A report published by Lloyd’s this week based on a global survey of 500 business leaders found that losing customers and not being able to recruit the right level of ‘talent’ were the two main worries faced by employers today. Lloyd’s CEO Richard Ward said, “Two years ago, businesses told us they were primarily concerned about the cost and supply of credit. Now they are facing an even greater business fundamental, with many wondering just what’s happened to their customers, and where can they find the skilled staff they so desperately need.” This is a clear message for organisations to wake up and leverage their frontline staff to ensure they have as much interaction and influence where it counts. Effectively, this is an unambiguous mandate for better customer service.

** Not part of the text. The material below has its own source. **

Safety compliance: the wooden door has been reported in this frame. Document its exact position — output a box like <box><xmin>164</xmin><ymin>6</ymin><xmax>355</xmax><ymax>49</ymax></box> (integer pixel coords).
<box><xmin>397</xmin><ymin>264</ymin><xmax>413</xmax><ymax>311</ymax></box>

Brand damage can be wrought by poor customer service especially in the context of increasing media spotlighting of under-performing organisations. This week saw the Daily Mail wooden spoon award which highlighted well known firms voted for by the public, from a shortlist of ten big brands, which had generated a large number of complaints over the past year.
These stories provide a cautionary tale for companies seeking sustainability in the current climate. Instead of excellent customer service being an aspiration during buoyant economic times, it instead should form the vanguard of an organisation’s resistance of economic pressures. When some of our largest brands are at the centre of shocking revelations regarding mis-selling and customer faith in organisations is at an all-time-low, we must be careful not to further erode trust. The role of front line staff in customer contact centres has become ever more challenging in these conditions which is why the Global Standard© provides organisations with guidance to encourage and support the development of professionalism and customer service delivery. It offers key principles to ensure that the requirements and guidelines reflect the latest customer focused approach being taken by today's contact centre operators. It provides an inexpensive way of guarding against such brand damage by promoting service excellence, trust and transparency. As BBC’s Nicky Campbell said at Convention 2011 “Why aren’t all organisations doing this”?
We would like to take this opportunity to congratulate NS&I, whom we visited this week, on achieving Version 5 of Global Standard©. We are delighted that they can also welcome those organisations who want to consider becoming accredited to their centres as a reference site. This should help promote good practice in achieving better customer service, which is at the core of organisational success in difficult times.